Montijo está à frente das opções para reforçar aeroporto da Portela


 A actual base aérea do Montijo é a primeira opção da ANA, gerida pelo grupo francês Vinci, para complementar o aeroporto da Portela quando este esgotar a capacidade de processamento de passageiros. 
Contactada, a ANA não quis fazer comentários sobre o assunto, mas fonte da empresa confirmou ao Diário Económico que a alternativa do Montijo, para destino de companhias low cost é, neste momento, a mais provável. Uma informação corroborada pelo presidente da autarquia do Montijo. 
“Sabemos que estamos à frente das outras possibilidades, sabemos que estamos à frente na corrida em relação a este investimento, por comparação com as outras hipóteses em cima da mesa, que são Alverca e o Campo de Tiro de Alcochete, que em parte também está localizado neste concelho”, assegurou ao Diário Económico o presidente da Câmara Municipal do Montijo, Nuno Canta. 

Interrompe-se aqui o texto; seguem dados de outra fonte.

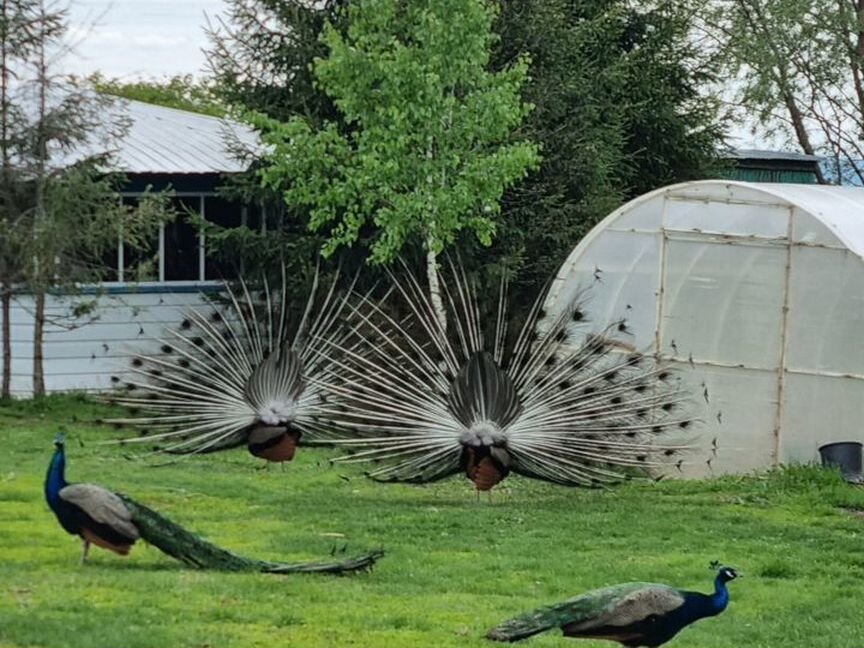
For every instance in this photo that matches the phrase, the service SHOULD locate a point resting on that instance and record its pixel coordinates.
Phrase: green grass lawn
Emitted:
(454, 566)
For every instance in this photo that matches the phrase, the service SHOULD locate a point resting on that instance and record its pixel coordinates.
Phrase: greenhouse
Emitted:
(756, 292)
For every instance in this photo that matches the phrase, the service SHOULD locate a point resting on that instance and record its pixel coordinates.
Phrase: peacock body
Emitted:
(633, 614)
(433, 396)
(115, 522)
(240, 372)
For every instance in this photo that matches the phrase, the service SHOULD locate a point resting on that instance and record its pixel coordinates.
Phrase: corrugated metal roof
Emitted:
(761, 154)
(166, 140)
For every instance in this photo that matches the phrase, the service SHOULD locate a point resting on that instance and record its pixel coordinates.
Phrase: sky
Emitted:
(139, 38)
(132, 39)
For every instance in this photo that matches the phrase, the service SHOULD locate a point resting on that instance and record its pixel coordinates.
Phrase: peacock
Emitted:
(116, 522)
(633, 614)
(242, 374)
(435, 392)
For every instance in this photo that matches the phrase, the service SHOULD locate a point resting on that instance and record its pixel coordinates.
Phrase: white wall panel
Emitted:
(83, 353)
(826, 316)
(724, 302)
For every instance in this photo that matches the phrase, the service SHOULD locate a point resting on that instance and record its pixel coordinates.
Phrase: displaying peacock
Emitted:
(433, 393)
(116, 522)
(633, 614)
(241, 374)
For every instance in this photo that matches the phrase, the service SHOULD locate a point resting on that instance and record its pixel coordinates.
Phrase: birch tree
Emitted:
(425, 143)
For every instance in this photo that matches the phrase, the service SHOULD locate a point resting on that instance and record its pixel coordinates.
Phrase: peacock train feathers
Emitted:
(244, 373)
(432, 397)
(116, 522)
(633, 614)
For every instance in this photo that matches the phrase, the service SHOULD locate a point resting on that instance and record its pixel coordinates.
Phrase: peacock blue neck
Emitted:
(720, 598)
(55, 480)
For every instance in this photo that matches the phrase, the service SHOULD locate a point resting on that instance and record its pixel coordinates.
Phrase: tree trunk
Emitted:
(6, 297)
(435, 287)
(38, 336)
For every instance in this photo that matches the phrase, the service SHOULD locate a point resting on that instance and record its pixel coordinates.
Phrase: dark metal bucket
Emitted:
(845, 455)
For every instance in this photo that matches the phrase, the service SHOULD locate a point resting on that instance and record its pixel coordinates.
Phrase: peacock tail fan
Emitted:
(245, 359)
(192, 550)
(556, 399)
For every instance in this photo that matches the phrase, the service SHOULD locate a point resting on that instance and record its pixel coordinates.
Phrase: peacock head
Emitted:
(483, 433)
(277, 412)
(724, 574)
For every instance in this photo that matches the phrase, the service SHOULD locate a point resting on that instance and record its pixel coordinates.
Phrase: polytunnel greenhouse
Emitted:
(756, 291)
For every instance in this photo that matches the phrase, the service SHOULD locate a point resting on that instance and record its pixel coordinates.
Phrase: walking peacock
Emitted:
(238, 376)
(633, 614)
(115, 522)
(434, 396)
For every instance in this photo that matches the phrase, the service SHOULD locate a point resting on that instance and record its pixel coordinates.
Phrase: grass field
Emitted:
(454, 566)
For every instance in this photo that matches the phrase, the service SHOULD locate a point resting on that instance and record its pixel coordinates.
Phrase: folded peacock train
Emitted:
(435, 393)
(116, 522)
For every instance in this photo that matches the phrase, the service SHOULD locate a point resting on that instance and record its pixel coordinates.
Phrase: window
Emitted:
(221, 263)
(176, 252)
(180, 251)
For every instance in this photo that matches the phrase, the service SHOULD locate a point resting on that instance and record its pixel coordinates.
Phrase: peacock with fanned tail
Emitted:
(242, 374)
(433, 396)
(633, 614)
(116, 522)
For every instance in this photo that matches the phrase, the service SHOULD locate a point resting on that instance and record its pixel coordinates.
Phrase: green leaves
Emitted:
(423, 147)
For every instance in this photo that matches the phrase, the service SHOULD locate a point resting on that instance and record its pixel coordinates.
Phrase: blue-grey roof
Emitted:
(166, 140)
(761, 154)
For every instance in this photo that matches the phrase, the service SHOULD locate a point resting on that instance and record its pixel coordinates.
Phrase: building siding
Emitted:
(83, 353)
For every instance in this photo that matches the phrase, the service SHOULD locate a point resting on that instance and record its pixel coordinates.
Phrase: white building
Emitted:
(164, 148)
(755, 291)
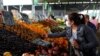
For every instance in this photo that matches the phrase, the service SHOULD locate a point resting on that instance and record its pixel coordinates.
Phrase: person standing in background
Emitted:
(94, 21)
(88, 23)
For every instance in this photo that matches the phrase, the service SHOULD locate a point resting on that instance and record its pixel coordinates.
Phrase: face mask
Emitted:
(67, 24)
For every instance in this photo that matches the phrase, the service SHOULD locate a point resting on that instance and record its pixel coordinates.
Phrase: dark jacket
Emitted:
(91, 25)
(85, 37)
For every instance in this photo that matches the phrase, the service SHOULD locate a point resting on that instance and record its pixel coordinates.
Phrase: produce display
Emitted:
(37, 30)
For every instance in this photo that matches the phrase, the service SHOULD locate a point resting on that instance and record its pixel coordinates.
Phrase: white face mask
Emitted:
(67, 24)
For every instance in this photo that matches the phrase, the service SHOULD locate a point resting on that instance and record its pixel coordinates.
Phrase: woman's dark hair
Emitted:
(77, 18)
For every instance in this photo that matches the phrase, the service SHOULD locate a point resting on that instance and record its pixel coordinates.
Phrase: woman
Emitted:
(78, 31)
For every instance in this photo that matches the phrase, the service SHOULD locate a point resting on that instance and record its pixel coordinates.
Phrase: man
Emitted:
(91, 25)
(94, 21)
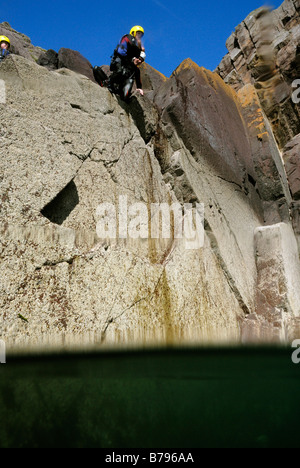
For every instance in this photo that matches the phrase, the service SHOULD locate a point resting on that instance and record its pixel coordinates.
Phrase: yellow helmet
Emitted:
(4, 39)
(136, 29)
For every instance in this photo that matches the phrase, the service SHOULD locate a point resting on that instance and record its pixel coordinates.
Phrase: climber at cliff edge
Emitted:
(4, 47)
(128, 56)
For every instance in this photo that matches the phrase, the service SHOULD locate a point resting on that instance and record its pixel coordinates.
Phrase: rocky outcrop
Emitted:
(67, 146)
(264, 51)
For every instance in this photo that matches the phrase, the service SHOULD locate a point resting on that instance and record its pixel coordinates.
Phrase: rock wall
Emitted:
(67, 146)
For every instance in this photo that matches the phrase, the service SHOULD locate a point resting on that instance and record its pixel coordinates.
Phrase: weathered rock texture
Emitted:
(67, 146)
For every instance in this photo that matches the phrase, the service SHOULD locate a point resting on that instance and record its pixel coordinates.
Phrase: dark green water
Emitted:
(189, 398)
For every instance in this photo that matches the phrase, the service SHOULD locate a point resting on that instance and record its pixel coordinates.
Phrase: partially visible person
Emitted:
(4, 47)
(127, 57)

“Estamos em negociações há vários meses com o Governo, mas principalmente com a ANA. Já estivemos reunidos com o seu CEO [administrador executivo], Jorge Ponce de Leão, que foi muito receptivo às nossas ideias.” 
O Diário Económico sabe que a Câmara Municipal do Montijo já entregou no passado mês de Maio um caderno de encargos à concessionária dos aeroportos. “Essas questões foram passadas à ANA e a nossa proposta teve um bom acolhimento.” 
O Governo, que rejeitou falar ao Diário Económico sobre este tema, tem, no entanto, de assumir diversos investimentos, ainda não completamente contabilizados, para a construção de diversas infra-estruturas complementares. 
Nuno Canta confidenciou ao Diário Económico que “se a base aérea do Montijo for transformada num segundo terminal de aviação civil do aeroporto da Portela, “estão previstos muitos benefícios imediatos para o concelho, incluindo a estimativa de criação de emprego de quatro mil postos de trabalho indirectos”. 
Entre as exigências colocadas pela Câmara Municipal do Montijo à ANA, figuram a construção de uma rede de águas e esgotos, a conclusão da circular externa da cidade do Montijo e um novo acesso rodoviário à ponte Vasco da Gama (controlada pela Lusoponte, também dominada pelo grupo Vinci). 
Também deverá ser necessário investir na transformação da estrada do Seixalinho (junto do cais fluvial), no Montijo, em avenida. Todos estes investimento fizeram parte do caderno de encargos que a Câmara do Montijo apresentou recentemente ao Governo português e à ANA. 
“Estamos neste momento a proceder à revisão do PDM [Plano Director Municipal], no sentido de tentar potenciar todos os estímulos económicos que possam surgir deste factor competitivo. O contrato de concessão estabelecido pelo Governo português com o grupo francês é, na opinião de Nuno Canta, “uma excelente oportunidade para trazer crescimento ao concelho”. 
“E não vimos até ao momento qualquer objecção a este caderno de encargos”, assegura o presidente da autarquia do Montijo. 
O contrato de concessão da ANA estipula que a partir dos 22 milhões de passageiros anuais a concessionária do grupo Vinci terá de combinar com o Governo português como se vai efectuar esse investimento, que deverá ser integralmente coberto pelo grupo privado.